# Zero Matrix is Identity for Matrix Entrywise Addition over Ring

## Theorem

Let $\struct {R, +, \circ}$ be a ring.

Let $\map {\MM_R} {m, n}$ be a $m \times n$ matrix space over $R$.

Let $\mathbf 0_R = \sqbrk {0_R}_{m n}$ be the zero matrix of $\map {\MM_R} {m, n}$.
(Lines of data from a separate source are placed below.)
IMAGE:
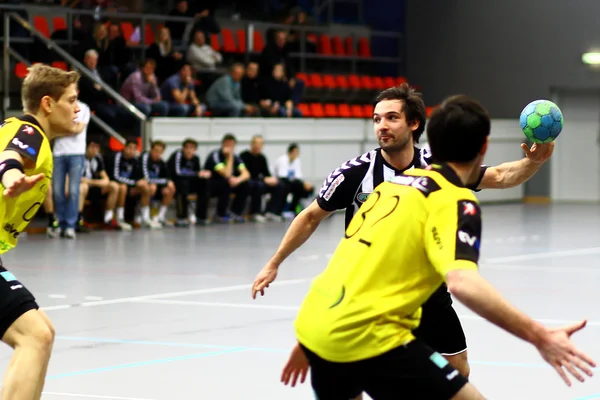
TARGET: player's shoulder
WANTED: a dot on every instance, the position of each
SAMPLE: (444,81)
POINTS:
(354,165)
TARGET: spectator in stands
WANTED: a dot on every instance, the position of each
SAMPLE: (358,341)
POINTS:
(276,95)
(179,91)
(125,170)
(229,175)
(120,51)
(96,97)
(167,58)
(224,97)
(277,52)
(204,14)
(141,89)
(178,28)
(190,179)
(251,87)
(100,186)
(202,56)
(262,182)
(288,169)
(69,156)
(156,173)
Then $\mathbf 0_R$ is the identity element for matrix entrywise addition.

## Proof 1

Let $\mathbf A = \sqbrk a_{m n} \in \map {\MM_R} {m, n}$.

Then:

 $\ds \mathbf A + \mathbf 0_R$ $=$ $\ds \sqbrk a_{m n} + \sqbrk {0_R}_{m n}$ Definition of $\mathbf A$ and $\mathbf 0_R$ $\ds$ $=$ $\ds \sqbrk {a + 0_R}_{m n}$ Definition of Matrix Entrywise Addition $\ds$ $=$ $\ds \sqbrk a_{m n}$ Ring Axiom $\text A3$: Identity for Addition is $0_R$ $\ds \leadsto \ \$ $\ds \mathbf A + \mathbf 0_R$ $=$ $\ds \mathbf A$ Definition of Zero Matrix over Ring

Similarly:

 $\ds \mathbf 0_R + \mathbf A$ $=$ $\ds \sqbrk {0_R}_{m n} + \sqbrk a_{m n}$ Definition of $\mathbf A$ and $\mathbf 0_R$ $\ds$ $=$ $\ds \sqbrk {0_R + a}_{m n}$ Definition of Matrix Entrywise Addition $\ds$ $=$ $\ds \sqbrk a_{m n}$ Ring Axiom $\text A3$: Identity for Addition is $0_R$ $\ds \leadsto \ \$ $\ds \mathbf 0_R + \mathbf A$ $=$ $\ds \mathbf A$ Definition of Zero Matrix over Ring

$\blacksquare$

## Proof 2

We have from Ring Axiom $\text A3$: Identity for Addition that the identity element of ring addition is the ring zero $0_R$.
$\blacksquare$